用gulp.spritesmith完成一个生成精灵图的task任务,想继续做一个新的精灵图,于是在第一个任务后面加上新的,当执行任务时只有第二个是生效的。
gulp.task('sprites', function() {
var spriteData = gulp.src('./dev/assets/images/icons/normal/*.png')
.pipe($.spritesmith({
retinaSrcFilter: './dev/assets/images/icons/normal/*-2x.png',
retinaImgName: '../images/sprite-2x.png',
imgName: 'sprite.png',
imgPath: '../images/sprite.png',
cssName: '_icons-sprites.scss',
padding: 20,
algorithm: '',
}));
//生成多个精灵图
var spirteFile = gulp.src('./dev/assets/images/icons1/*.png')
.pipe($.spritesmith({
imgName: 'sprite-foods.png',
imgPath: '../images/sprite-foods.png',
cssName: '_foods-sprites.scss',
cssSpritesheetName :'foods',
padding: 10,
algorithm: 'binary-tree',
}));
var imgStream = spriteData.img
var imgFood = spirteFile.img
.pipe(buffer())
.pipe(gulp.dest('./dev/assets/images'))
var cssStream = spriteData.css
var cssFood = spirteFile.css
.pipe(gulp.dest('./dev/assets/sass/sprites'))
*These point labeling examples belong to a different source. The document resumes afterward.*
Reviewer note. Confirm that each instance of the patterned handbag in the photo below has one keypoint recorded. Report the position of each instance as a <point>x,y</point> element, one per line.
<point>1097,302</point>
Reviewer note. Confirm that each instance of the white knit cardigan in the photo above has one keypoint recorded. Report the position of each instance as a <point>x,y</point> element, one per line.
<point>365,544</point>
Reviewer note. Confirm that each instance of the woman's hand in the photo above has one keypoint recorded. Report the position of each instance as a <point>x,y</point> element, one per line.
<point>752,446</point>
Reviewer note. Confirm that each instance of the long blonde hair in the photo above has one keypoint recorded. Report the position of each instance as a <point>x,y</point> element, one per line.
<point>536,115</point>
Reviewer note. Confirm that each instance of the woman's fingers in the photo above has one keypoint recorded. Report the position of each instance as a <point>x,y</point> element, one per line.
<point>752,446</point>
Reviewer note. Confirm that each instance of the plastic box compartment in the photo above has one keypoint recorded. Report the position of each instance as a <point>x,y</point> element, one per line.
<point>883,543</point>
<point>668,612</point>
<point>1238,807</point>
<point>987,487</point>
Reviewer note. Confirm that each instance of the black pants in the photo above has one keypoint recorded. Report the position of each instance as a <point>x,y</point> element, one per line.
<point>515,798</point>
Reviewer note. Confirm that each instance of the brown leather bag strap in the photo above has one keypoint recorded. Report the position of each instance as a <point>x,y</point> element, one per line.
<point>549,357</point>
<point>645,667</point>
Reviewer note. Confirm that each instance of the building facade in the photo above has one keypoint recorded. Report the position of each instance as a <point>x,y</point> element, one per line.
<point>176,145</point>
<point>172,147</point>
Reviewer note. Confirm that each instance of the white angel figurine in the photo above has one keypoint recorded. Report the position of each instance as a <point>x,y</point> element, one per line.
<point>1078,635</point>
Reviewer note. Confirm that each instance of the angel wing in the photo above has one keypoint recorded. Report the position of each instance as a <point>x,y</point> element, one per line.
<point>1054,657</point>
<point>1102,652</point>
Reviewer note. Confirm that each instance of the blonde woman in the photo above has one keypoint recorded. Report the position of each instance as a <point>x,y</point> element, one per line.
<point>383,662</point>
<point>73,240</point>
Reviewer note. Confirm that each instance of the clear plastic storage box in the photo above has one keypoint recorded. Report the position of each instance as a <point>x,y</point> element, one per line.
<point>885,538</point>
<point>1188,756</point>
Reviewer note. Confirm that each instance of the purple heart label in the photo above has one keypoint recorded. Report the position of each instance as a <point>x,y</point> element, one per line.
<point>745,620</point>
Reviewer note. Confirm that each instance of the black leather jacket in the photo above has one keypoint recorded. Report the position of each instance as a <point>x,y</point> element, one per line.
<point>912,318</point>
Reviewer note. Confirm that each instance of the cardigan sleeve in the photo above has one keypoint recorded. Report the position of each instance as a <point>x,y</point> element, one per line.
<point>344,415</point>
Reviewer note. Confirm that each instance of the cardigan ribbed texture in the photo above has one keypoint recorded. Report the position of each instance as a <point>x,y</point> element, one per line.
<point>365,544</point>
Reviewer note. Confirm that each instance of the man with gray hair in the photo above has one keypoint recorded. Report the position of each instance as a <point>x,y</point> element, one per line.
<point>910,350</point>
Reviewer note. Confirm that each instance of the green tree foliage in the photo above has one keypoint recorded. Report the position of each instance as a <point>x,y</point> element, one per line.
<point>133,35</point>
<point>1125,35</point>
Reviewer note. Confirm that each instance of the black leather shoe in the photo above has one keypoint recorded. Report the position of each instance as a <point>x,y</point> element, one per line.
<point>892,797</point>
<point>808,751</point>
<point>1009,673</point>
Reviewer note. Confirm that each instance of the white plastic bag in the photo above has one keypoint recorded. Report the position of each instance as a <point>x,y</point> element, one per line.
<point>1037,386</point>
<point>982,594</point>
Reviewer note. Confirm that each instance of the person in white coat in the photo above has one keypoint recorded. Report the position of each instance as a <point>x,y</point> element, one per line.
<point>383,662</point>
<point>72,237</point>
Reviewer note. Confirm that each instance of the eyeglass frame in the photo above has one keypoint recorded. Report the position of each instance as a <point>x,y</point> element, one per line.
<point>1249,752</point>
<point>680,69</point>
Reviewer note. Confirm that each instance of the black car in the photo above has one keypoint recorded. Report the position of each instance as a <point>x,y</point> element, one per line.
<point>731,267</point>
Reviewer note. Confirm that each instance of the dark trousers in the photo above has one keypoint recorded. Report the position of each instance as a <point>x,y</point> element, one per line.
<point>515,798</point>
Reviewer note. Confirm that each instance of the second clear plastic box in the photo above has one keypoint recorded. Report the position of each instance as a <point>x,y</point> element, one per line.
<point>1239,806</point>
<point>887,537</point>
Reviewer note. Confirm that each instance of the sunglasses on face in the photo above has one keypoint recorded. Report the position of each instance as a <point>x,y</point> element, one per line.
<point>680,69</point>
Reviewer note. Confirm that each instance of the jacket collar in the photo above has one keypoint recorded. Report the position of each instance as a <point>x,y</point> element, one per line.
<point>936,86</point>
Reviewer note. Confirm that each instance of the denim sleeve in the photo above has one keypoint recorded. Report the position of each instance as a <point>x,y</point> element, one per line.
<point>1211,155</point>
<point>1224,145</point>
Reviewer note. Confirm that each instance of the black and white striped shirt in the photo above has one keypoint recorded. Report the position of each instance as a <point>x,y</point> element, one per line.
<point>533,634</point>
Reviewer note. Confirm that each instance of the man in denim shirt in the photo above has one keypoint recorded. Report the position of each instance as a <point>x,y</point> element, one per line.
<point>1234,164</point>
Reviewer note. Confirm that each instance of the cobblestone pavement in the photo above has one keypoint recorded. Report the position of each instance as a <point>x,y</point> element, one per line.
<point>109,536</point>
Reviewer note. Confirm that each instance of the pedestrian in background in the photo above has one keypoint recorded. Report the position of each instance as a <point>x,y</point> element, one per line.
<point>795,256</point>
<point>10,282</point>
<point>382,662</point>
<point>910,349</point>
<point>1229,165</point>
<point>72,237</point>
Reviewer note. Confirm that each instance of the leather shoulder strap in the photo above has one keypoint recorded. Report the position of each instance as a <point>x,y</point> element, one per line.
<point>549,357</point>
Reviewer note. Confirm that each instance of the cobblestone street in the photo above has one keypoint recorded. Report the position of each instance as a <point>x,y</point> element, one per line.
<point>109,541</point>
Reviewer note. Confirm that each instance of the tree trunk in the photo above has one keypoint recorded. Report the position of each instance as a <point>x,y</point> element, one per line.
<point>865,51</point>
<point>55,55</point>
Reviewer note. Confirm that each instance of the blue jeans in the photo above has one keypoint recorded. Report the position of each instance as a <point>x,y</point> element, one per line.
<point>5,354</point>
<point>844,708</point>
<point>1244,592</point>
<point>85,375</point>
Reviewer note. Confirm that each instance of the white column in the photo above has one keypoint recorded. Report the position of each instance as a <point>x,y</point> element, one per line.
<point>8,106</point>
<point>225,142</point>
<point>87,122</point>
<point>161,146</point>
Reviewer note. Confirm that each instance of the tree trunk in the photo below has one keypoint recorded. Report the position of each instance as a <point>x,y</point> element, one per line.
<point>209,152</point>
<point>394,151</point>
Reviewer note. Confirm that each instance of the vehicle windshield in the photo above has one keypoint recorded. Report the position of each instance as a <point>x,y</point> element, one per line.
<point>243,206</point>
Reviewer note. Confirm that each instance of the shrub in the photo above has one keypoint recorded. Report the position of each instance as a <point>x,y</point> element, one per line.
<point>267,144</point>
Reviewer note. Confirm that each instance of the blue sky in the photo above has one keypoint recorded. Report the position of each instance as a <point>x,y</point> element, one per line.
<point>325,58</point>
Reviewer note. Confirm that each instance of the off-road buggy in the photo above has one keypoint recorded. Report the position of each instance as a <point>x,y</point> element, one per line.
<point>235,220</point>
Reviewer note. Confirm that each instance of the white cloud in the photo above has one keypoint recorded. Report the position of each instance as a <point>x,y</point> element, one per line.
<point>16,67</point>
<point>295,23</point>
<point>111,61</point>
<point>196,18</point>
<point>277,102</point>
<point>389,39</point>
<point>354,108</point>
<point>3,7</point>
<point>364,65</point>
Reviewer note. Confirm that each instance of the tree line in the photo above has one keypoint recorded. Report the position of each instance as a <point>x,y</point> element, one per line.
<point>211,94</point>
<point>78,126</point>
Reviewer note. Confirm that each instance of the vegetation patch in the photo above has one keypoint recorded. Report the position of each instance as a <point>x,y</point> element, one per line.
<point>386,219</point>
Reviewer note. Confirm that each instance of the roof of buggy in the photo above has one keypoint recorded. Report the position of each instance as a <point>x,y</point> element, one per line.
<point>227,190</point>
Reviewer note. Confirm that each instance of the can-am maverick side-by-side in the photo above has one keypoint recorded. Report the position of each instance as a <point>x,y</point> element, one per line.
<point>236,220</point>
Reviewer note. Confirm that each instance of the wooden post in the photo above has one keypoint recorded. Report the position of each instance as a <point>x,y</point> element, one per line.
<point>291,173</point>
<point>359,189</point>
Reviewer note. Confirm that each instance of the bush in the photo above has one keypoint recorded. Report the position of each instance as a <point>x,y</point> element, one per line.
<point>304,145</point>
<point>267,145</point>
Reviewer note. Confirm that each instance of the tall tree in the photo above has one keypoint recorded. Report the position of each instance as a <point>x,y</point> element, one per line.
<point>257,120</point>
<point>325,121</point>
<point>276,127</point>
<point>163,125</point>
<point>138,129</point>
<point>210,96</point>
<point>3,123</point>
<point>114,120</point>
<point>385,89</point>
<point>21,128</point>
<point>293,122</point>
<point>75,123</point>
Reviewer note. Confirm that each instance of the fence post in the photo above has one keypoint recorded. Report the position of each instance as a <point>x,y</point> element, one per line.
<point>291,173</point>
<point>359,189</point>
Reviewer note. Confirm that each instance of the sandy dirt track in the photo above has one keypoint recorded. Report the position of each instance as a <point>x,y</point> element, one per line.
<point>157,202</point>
return merge(imgStream, imgFood, cssStream, cssFood);
});
该怎么写才能使两个都生效呢?合并任务?
var imgStream = spriteData.img
.pipe(buffer())
.pipe(gulp.dest('./dev/assets/images'));
var imgFood = spirteFile.img
.pipe(buffer())
.pipe(gulp.dest('./dev/assets/images'));
var cssStream = spriteData.css.pipe(gulp.dest('./dev/assets/sass/sprites'));
var cssFood = spirteFile.css.pipe(gulp.dest('./dev/assets/sass/sprites'));
return merge(imgStream, imgFood, cssStream, cssFood);你的spriteData.img和spriteData.css流最后没有输入到dest。